La trama arranca con la llegada de una joven enfermera a un centro de salud en Dinamarca. En sus primeros días recibe el apoyo de una colega con experiencia, reconocida por su capacidad para manejar situaciones críticas.
Poco a poco esa imagen se fractura. Con el paso de los turnos aparecen hechos extraños: pacientes que empeoran sin explicación y circunstancias que no terminan de encajar.
Ese deterioro es el motor del relato. La protagonista comienza a detectar patrones y a cuestionar lo que sucede a su alrededor, aun cuando eso la obligue a enfrentarse con quienes trabajan con ella.
LA MINISERIE QUE ARRASA CON MILLONES DE VISUALIZACIONES
La tensión surge de lo cotidiano más que de escenas de acción.
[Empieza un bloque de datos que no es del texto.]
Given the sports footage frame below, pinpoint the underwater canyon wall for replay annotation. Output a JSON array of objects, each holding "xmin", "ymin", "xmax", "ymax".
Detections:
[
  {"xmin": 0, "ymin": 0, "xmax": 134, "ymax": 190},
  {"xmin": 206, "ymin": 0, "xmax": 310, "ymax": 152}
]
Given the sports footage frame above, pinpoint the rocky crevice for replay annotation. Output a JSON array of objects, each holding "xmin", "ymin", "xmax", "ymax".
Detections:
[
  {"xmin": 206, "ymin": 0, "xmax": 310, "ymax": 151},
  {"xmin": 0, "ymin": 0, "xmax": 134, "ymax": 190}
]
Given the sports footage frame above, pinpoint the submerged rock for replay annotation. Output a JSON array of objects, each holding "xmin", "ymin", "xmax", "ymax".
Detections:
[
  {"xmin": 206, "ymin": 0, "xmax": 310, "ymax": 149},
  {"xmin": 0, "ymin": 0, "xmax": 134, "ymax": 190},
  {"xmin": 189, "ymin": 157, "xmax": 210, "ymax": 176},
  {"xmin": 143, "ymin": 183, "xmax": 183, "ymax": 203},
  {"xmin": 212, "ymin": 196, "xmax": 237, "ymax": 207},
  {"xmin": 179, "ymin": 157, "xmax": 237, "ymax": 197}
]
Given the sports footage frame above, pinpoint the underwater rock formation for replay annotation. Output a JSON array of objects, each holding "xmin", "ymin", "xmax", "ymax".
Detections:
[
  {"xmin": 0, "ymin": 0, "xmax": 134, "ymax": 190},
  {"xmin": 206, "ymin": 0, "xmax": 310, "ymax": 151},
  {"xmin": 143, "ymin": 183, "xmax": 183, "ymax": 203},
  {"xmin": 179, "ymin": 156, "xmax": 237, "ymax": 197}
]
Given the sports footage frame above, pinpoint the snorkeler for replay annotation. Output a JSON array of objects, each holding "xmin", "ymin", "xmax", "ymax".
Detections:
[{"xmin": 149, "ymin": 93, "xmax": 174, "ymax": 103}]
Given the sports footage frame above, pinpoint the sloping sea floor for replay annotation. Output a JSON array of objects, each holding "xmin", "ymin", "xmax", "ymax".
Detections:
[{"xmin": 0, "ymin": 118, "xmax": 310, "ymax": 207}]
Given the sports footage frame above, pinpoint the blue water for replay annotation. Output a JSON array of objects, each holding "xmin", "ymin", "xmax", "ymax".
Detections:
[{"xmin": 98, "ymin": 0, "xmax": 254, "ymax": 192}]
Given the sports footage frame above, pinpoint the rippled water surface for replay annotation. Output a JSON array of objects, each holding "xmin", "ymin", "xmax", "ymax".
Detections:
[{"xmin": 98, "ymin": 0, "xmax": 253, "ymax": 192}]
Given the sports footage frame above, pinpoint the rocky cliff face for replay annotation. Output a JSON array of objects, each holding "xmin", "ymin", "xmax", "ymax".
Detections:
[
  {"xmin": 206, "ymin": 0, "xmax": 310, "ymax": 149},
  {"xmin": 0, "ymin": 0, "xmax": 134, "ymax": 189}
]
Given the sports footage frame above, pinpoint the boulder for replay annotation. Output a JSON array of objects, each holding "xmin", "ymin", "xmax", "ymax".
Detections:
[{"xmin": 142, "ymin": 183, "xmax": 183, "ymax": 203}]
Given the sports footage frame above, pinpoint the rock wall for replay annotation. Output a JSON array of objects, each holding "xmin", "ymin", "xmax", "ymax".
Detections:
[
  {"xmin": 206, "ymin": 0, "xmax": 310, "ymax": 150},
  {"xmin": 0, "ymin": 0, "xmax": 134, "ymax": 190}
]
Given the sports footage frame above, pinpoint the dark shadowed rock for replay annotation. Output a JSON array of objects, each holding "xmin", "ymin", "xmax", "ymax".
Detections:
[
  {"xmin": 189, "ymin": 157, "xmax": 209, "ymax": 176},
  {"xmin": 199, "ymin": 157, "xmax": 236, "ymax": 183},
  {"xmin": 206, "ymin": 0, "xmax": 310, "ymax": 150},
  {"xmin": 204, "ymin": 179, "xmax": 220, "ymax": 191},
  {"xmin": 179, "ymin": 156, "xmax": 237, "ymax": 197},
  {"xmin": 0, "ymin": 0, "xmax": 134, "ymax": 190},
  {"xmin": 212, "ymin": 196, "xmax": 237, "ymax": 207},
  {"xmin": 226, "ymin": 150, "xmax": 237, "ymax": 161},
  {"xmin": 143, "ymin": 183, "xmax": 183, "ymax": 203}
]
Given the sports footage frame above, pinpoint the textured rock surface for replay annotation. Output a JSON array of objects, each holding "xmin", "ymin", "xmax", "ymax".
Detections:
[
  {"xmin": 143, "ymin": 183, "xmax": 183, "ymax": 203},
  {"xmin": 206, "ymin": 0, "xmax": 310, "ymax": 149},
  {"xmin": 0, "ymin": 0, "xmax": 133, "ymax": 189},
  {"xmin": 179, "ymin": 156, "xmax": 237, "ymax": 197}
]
Turnos nocturnos, decisiones médicas y pequeños detalles generan una sensación persistente de incomodidad.
Además, el hecho de inspirarse en un caso real aporta peso a la narración. La historia toma elementos de una enfermera condenada por intentar asesinar a varios pacientes, lo que refuerza la impresión de que los hechos podrían haber ocurrido de forma muy similar.
El ritmo que propone Netflix es directo y eficaz. Con pocos episodios la serie avanza sin rodeos, mantiene el misterio hasta el final y obliga a reconsiderar cada sospecha.